I can't seem to make a decision, stay or go? I stay home because of a diability, I contibute money each month, plus take care of the house. My gf works, she doesn't make alot, but the bills get paid. Her money is direct deposited, I have little say in finances. We do not have any joint accounts. I have lived with her almost a year, and we have the same arguments, with no resolutions. If you walked into our home you would not know I live here, I have very little person affects around. But that really isn't the problem, its the lack of emotional closeness. I have turned myself inside out, am I too needy, I am too selfish, am I expecting too much? My son is moving and has asked me to live with him, he is willing to move into a larger apartment or house. I am struggling with this, a part of me wants to go, yet I don't. My gf had told me she didn't share well, I thought that would change once she trusted me and being in love. In the year and a half I have been with her, I have never driven her car, she doesn't trust me with her money, and there are few changes in the house. I do love her, sometimes I get a glimpse of her sensitive side, but then there are times when I feel like a roomate. _________________ live,love and laugh often!
Thu Aug 25, 2005 12:52 pm
Loversheart2
Joined: 21 Jul 2005
Posts: 147
I understand
Hey dear friend I hear you and totally understand please read your pm's. Lets talk soon I have missed chatting with you. Thinking of you.... Here for you.... _________________ Loversheart2
Thu Aug 25, 2005 8:59 pm
Renee
Joined: 05 Jul 2005
Posts: 88
Lainy?
If you feel comfortable living with your son, do it. A year and a half, and your girlfriend hasn't let you drive her car? That's "effed" up. Disability or no, you can do better than this. Please feel free to P.M. me. You deserve way better.
Renee
Fri Aug 26, 2005 3:03 am
mspachy
Joined: 17 Jun 2005
Posts: 18
Location: Chicago, Illinois
Perhaps making a move with your son is just what you need. Things shouldn't be the way they are for you after the time you've spent together and if you don't see that things will significantly change then eventually you have to say when. Remember, as one door closes another always opens, keep your eyes open and you'll see it in no time.

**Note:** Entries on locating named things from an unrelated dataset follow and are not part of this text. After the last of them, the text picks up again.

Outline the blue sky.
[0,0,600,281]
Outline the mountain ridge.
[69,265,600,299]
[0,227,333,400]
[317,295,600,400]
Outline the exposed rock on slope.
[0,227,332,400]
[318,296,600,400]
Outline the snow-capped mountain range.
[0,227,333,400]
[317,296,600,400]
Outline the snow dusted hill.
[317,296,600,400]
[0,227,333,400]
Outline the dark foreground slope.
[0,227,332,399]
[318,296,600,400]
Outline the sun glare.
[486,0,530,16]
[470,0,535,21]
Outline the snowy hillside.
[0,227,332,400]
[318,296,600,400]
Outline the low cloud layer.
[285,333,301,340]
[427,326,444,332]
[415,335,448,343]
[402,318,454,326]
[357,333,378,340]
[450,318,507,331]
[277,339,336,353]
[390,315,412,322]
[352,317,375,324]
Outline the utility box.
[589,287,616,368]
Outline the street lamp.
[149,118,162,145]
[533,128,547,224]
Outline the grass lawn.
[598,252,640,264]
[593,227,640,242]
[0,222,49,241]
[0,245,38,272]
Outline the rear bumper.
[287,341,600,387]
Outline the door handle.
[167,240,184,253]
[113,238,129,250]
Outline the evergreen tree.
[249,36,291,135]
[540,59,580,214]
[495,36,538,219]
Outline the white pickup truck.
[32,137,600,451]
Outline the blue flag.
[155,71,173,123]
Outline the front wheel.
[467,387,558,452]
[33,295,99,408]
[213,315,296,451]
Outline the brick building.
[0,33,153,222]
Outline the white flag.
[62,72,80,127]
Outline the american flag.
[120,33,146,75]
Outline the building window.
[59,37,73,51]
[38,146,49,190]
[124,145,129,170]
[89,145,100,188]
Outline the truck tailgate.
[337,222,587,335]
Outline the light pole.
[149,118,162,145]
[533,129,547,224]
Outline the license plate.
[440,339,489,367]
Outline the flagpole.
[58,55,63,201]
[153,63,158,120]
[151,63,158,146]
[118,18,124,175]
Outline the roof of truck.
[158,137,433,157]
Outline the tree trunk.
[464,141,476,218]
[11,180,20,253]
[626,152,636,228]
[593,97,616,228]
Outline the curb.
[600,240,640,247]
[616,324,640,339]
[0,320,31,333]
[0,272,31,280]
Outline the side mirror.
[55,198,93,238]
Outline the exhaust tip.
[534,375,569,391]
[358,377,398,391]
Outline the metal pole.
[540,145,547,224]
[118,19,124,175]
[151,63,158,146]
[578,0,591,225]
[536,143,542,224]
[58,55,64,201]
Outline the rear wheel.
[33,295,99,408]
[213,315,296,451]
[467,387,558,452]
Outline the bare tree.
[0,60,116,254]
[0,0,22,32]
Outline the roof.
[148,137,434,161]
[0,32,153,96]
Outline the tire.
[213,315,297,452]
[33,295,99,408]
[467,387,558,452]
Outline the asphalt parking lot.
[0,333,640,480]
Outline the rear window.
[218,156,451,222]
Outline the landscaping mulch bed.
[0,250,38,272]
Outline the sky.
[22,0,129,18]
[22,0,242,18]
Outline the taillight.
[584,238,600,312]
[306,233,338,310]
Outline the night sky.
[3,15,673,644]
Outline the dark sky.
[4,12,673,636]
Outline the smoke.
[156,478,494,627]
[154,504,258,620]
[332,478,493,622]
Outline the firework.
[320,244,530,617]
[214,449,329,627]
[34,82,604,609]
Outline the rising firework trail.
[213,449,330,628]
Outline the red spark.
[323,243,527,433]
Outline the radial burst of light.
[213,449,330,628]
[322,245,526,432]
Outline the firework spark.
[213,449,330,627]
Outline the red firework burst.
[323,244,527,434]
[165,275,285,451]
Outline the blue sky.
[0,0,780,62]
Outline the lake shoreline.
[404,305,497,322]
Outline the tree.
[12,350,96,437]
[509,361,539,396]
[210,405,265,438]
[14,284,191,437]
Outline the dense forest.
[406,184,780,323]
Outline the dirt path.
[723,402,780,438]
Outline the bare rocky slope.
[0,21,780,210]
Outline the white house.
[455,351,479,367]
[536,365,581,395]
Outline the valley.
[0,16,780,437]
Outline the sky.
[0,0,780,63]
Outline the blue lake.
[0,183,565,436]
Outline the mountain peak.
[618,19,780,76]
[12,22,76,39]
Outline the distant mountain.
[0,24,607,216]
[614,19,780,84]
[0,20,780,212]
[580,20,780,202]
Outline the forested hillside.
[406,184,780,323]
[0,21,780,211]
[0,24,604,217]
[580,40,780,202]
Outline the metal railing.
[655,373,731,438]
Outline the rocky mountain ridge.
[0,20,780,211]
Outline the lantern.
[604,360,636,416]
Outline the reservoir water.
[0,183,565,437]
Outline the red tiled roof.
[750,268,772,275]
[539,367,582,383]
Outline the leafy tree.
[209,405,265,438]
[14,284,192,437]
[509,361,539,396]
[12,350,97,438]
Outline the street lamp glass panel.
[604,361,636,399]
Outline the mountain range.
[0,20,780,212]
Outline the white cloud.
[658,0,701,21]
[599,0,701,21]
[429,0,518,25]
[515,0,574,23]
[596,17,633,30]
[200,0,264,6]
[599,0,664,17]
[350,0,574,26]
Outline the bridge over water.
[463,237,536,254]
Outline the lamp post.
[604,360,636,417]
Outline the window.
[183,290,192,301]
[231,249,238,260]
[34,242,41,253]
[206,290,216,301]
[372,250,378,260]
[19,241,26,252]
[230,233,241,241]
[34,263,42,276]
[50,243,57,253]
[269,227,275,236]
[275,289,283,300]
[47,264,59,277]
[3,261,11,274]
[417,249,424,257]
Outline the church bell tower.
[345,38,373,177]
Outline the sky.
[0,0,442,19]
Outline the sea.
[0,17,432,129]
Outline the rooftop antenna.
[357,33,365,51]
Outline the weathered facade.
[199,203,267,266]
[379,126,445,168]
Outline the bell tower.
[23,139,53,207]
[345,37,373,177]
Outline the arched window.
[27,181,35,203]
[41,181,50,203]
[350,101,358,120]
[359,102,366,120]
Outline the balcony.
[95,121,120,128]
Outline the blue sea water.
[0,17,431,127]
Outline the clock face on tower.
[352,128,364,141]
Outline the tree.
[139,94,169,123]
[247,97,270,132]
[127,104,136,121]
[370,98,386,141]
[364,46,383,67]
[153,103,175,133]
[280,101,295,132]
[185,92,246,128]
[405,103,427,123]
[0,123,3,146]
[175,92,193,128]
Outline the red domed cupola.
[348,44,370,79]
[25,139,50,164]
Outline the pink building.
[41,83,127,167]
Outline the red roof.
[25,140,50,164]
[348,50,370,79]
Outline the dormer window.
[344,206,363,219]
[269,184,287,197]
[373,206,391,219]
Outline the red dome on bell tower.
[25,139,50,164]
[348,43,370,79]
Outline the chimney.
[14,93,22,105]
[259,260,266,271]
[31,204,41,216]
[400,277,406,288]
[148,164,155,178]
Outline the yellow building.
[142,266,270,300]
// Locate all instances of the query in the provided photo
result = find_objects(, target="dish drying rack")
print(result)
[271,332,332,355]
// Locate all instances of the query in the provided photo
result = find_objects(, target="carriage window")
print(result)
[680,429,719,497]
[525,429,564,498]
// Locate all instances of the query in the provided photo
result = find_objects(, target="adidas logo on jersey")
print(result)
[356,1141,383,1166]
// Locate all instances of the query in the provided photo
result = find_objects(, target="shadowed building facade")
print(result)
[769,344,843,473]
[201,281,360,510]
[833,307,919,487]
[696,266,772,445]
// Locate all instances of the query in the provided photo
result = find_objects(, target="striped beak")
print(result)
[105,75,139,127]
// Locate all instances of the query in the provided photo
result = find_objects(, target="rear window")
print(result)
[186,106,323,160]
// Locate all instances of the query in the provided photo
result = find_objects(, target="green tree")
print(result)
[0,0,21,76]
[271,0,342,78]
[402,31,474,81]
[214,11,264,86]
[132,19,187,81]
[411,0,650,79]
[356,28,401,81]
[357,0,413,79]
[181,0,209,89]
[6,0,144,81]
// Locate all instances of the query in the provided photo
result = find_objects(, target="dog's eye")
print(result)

-mspachy _________________ Live for today, tomorrow may never come.
Fri Aug 26, 2005 12:51 pm
topaz117
Joined: 12 Sep 2004
Posts: 44
Location: Southeast USA
Lainy,
Love yourself enough to take care of yourself. Your g/f was at least being truthful with you about herself and her personality. Sometimes when people are 'honest' about who they are, they feel that it is okay to continue to be selfish and inconsiderate. Your g/f doesn't seem to know how to reach out and meet you halfway, it seems you are just along for the ride.
Take your son's offer if you feel comfortable, and be grateful that you have a caring child who wants to help take care of his mom.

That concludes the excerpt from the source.